Cabanes de dégustation

Mais des experts mettent également en cause certaines pratiques ostréicoles.

« On est dans une filière qui multiplie les pratiques à risque, avec des densités trop fortes et énormément de transports d’animaux. On peut acheter n’importe quel naissain n’importe où, n’importe quand, et élever des jeunes avec des adultes, ce qui ne se fait nulle part ailleurs dans le monde de l’élevage », relève Michel Mathieu, fondateur du Centre de référence de l’huître de Caen.

Selon lui, « si on continue comme ça, on aura l’apparition de nouvelles maladies ». « On aurait dû réfléchir après la disparition de l’huître portugaise », au tournant des années 1970, ajoute le scientifique, qui préconise notamment d’élever les naissains dans des « sanctuaires », à l’écart des adultes.

M. Renault constate de son côté que « le fait de travailler les huîtres en été », période où elles étaient traditionnellement laissées au repos, « crée un stress qui les rend sensibles à la maladie ».

Pour lui, le salut de filière passe par « la mise en oeuvre d’un ensemble de solutions : diversification, techniques d’élevage, sélection des animaux et préservation du milieu naturel ».

Un défi qui ne fait pas peur à Jean-Charles Mauviot, directeur du comité conchylicole Arcachon-Aquitaine.

« La profession a toujours su montrer sa capacité d’adaptation aux crises majeures.
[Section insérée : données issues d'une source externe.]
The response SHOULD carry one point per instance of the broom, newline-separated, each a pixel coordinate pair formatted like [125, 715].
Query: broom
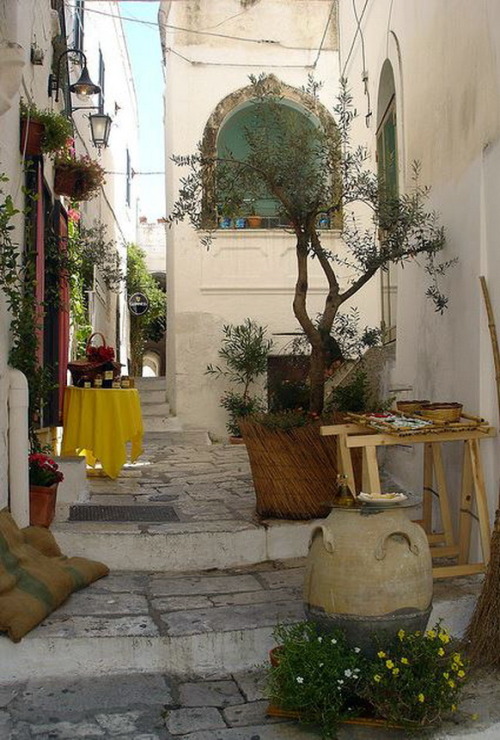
[483, 632]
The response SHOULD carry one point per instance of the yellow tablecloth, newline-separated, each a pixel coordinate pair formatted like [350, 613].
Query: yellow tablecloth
[99, 422]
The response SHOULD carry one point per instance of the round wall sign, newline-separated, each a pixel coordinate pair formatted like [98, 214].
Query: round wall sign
[138, 304]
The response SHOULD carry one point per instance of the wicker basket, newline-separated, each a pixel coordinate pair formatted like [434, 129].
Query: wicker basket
[294, 471]
[442, 411]
[91, 368]
[409, 407]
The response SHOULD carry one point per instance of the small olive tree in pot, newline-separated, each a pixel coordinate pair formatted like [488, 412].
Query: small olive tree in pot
[244, 351]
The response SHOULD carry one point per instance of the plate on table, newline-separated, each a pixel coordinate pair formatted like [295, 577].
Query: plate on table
[382, 499]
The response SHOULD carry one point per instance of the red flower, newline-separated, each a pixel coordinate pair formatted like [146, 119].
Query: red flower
[43, 471]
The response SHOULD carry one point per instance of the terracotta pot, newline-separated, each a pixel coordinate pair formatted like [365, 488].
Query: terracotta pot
[254, 222]
[43, 505]
[67, 181]
[31, 137]
[236, 441]
[368, 573]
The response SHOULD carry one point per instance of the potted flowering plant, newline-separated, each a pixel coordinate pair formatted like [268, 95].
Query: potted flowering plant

Les ostréiculteurs sont avant tout des gens de mer, qui ont une forte capacité d’adaptation au milieu naturel et sont capables de modifier leurs techniques et de se remettre en question », estime-t-il.

Un exemple ? Un nombre croissant d’ostréiculteurs mise aujourd’hui sur la vente directe, qui permet de « mieux valoriser le produit ».

« Dans le bassin d’Arcachon, on compte désormais 80 cabanes de dégustation. Le métier ne perd pas de son attrait, on a même des jeunes qui s’installent », souligne M. Mauviot.